Juga ketika Rasulullah
shalallahu ‘alaihi wasallam menawarkan kepada mereka, beliau mengatakan:
“Maukah kalian berikan kepada saya satu kalimat yang dengannya kalian
akan mampu mendudukan orang-orang Arab dan ‘Ajam ?”, Abu Jahhal
mengatakan: “Senang sekali, saya akan memberikannya… bahkan 10x lipat
dari kalimat yang kamu minta itu”, kemudian Rasulullah mengatakan:
“Katakan; Laa ilaaha illallaah”. Lalu mereka bangkit dan pergi sambil
mengatakan: “Apakah kami harus menjadikan ilaah-ilaah itu hanya menjadi
satu saja?, ini adalah sesuatu yang sangat mengherankan !” (sebagiannya
diriwayatkan oleh At Tirmidzi dan Al Hakim).
Mereka paham
akan Laa ilaaha illallaah, karena tidak sulit dan mereka tidak perlu
diajarkan artinya, tidak seperti di kita.
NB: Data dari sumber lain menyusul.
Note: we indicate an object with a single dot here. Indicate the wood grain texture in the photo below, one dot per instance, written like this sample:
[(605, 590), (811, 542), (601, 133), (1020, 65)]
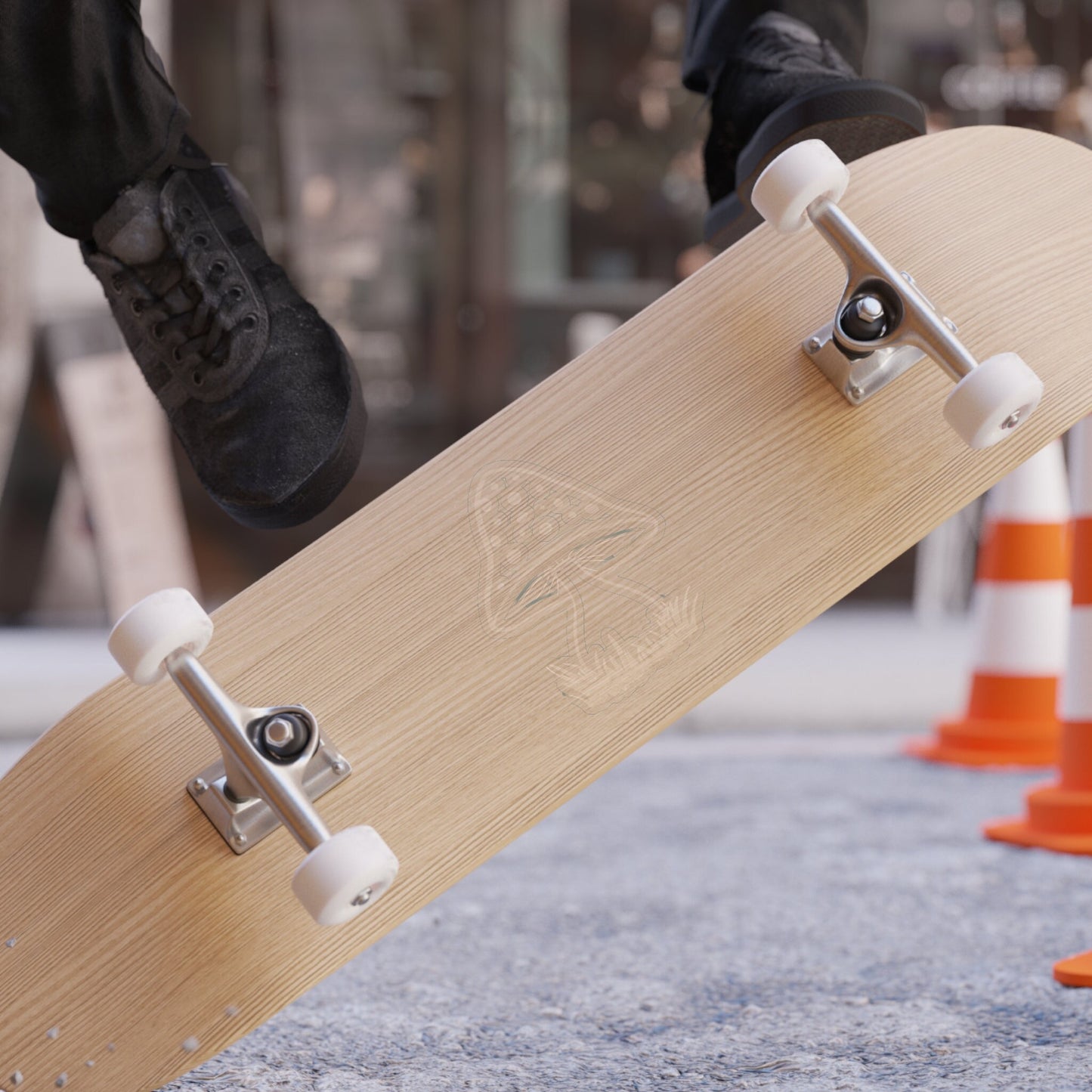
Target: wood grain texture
[(716, 476)]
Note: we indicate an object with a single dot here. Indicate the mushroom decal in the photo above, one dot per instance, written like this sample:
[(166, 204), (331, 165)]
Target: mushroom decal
[(542, 539)]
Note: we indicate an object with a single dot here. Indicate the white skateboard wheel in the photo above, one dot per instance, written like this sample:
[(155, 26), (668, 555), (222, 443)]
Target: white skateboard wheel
[(802, 174), (161, 623), (345, 876), (988, 403)]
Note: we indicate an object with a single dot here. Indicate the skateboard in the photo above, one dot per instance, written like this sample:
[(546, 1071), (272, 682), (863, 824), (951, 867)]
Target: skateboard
[(483, 641)]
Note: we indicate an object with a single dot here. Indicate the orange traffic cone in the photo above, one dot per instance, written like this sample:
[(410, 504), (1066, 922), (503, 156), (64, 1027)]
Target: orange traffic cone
[(1060, 815), (1021, 602), (1076, 971)]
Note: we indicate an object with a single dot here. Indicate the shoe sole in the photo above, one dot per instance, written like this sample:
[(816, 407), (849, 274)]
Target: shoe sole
[(853, 118), (319, 490)]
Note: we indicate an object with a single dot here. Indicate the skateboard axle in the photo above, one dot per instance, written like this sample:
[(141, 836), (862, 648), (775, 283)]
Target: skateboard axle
[(913, 320), (275, 763)]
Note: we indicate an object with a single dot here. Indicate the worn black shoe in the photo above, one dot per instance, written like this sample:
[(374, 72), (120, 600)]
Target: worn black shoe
[(258, 387), (785, 84)]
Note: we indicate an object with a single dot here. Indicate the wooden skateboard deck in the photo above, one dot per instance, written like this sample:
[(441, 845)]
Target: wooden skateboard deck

Sedangkan di antara makna
adalah itu bahwa mereka harus meninggalkan alihah selain Allah, sehingga
karenanya mereka menolak. Jadi, mereka enggan meninggalkannya, berbeda
dengan orang sekarang ; mengucapkan mau… bahkan ratusan kali, ribuan
kali akan tetapi perbuatannya bertentangan dengan kandungan daripada Laa
ilaaha illallaah.Ini adalah yang pertama, alihah : sesuatu yang engkau
tuju dengan suatu hal dalam rangka tolak bala atau meminta manfaat.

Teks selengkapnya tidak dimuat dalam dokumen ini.